The Actions of Some β‐Receptor Agonists and Xanthines on Isolated Muscle Strips from the Human Oesophago‐Gastric Junction

Abstract

Isolated preparations from the circular muscle layer of the human oesophago‐gastric junction were mounted in organ baths and isometric tension recorded. During an equilibration period, active resting tension developed suggesting that the preparations were representing the lower oesophageal sphincter. Active tension was abolished by exposing the preparations to Ca⁺⁺‐free medium. The two xanthines theophylline and enprofylline almost equipotently relaxed the preparations in a concentration‐dependent manner (10^‐7‐10^‐3M).
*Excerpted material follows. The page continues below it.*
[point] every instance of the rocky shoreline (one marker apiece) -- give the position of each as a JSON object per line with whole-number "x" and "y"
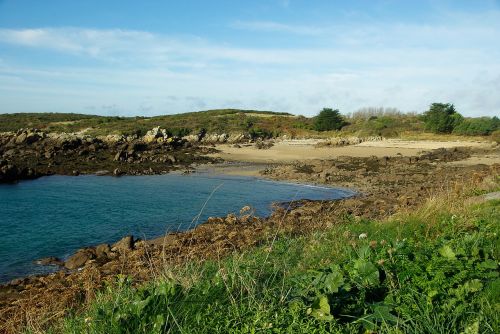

Within therapeutic concentrations, theophylline inhibited active resting tension by 30–60%, while enprofylline lowered tension by less than 20%. Inhibitory actions of adenosine were demonstrated, and this suggests that adenosine antagonism is not the mechanism of action for xanthines in the oesophagus. Non‐selective β‐receptor stimulation with isoprenaline inhibited active tension by 70% (10^‐7M), while β₂‐receptor stimulation with terbutaline inhibited tension by 47% (10^‐5M). Dobutamine, believed to preferentially stimulate β₁‐receptors, inhibited active tension in a concentration‐dependent manner (10^‐7‐10^‐4M). Metoprolol (10^‐6M), a selective β₁‐receptor antagonist, shifted the concentration‐response curve for isoprenaline to the right, but left the maximal response unchanged. It is concluded that xanthines and β‐receptor agonists have inhibitory actions on circular muscle from the human oesophagogastric junction. The experimental data suggest the presence of β₁‐ as well as β₂‐receptors, both mediating inhibition of active resting tension.